Título: O trabalho é árduo, mas 'a firma' é uma família
Autor: Angela Lacerda
Fonte: O Estado de São Paulo, 09/04/2006, Economia & Negócios, p. B10

Gilmar Guida de Souza, 29 anos, orgulha-se de ter transportado o primeiro carregamento de minério de ferro até Juazeirinho. Também foi ele que trouxe, de Caxias, no Rio Grande do Sul, o primeiro rodotrem até Jucurutu. "Só Deus sabe como fiz aquela viagem. Nem sabia da existência de um veículo tão grande, só conhecia o bitrem."

Contratado pela Toniolo Busnelllo, ele diz que sua vida mudou: "Aprendi sobre ética, respeito, estou mais organizado em casa." Grato pela oportunidade - "nunca que eu tinha chance de pegar um emprego desse" - ele não esquece que na semana em que foi contratado, teve passagem paga para São Paulo e estadia, para enterrar o filho mais velho, que morava com a mãe e morreu aos 11 anos. Ele devolveu o dinheiro em prestações, mas não esquece: "Eles confiam em mim."

Gilmar ainda se admira por ser tratado como um igual. "Minha vida é isso aqui", afirma apontando a mina. Ele contou que seu Arno (Arno Busnello,diretor da Toniolo) mandou climatizar as caçambas para reduzir o calor - ele mesmo dirigiu o veículo até à serra para saber as condições de trabalho. "Ele voltou ensopado de suor e disse que ninguém podia agüentar aquela temperatura (cerca de 45 graus centígrados)."

João Batista dos Santos, 29 anos, encarregado de campo, trabalha em um constante corre-corre, das 7 horas até às 15h30 de segunda a sábado. Os pais são de Jucurutu, mas moram em Açu, nas redondezas. Desempregado e com o curso de contabilidade, há dois anos e meio ele foi passar uns dias com parentes em Mutamba, pequeno e pobre povoado de Jucurutu. Ajudou o pessoal que chegou para estudar a mina e nunca mais saiu de lá. "Fiz um pouco de tudo", contou. Uma espécie de curinga, João garantiu que a seleção dos funcionários não foi moleza. "É um trabalho árduo, pesado, mas o povo está acostumado à labuta, à aridez."

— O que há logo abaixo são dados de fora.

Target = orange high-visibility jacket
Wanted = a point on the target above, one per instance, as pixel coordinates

Há apenas seis mulheres contratadas na mina. Franciélia Guedes da Silva, 27 anos, trabalha no controle de qualidade do produto, que acompanha as amostras da mina, do carregamento e produção. Técnica em Geologia e Mineração, terminou o curso e voltou ao sertão, de onde saíra para estudar. Está na empresa desde outubro de 2004, quando o único acesso à mina era através de picadas abertas por bodes e cabras. Treinou em Minas Gerais e divide a casa alugada pela empresa com mais duas moças: Fabiana Maria da Silva Oliveira, tecnóloga em controle ambiental, e Simone Gomes da Silva, auxiliar do laboratório químico.

Elias Costa Gomes, 56 anos, encarregado do escritório, é funcionário da Toniolo há 20 anos. Veio do Rio Grande do Sul há um ano e ainda não se adaptou: "Isto aqui é totalmente atípico. Não há opção, não há diversão." Ele estranha a comida, o calor e o cenário árido do período de estiagem. Mesmo agora, época chuvosa, em que toda a vegetação está verde, às 5 horas o dia está claro. Às 7, o sol queima. Recentemente ele descobriu as "gargalheiras", açudes que formam praias. "O lugar é lindo e o banho maravilhoso."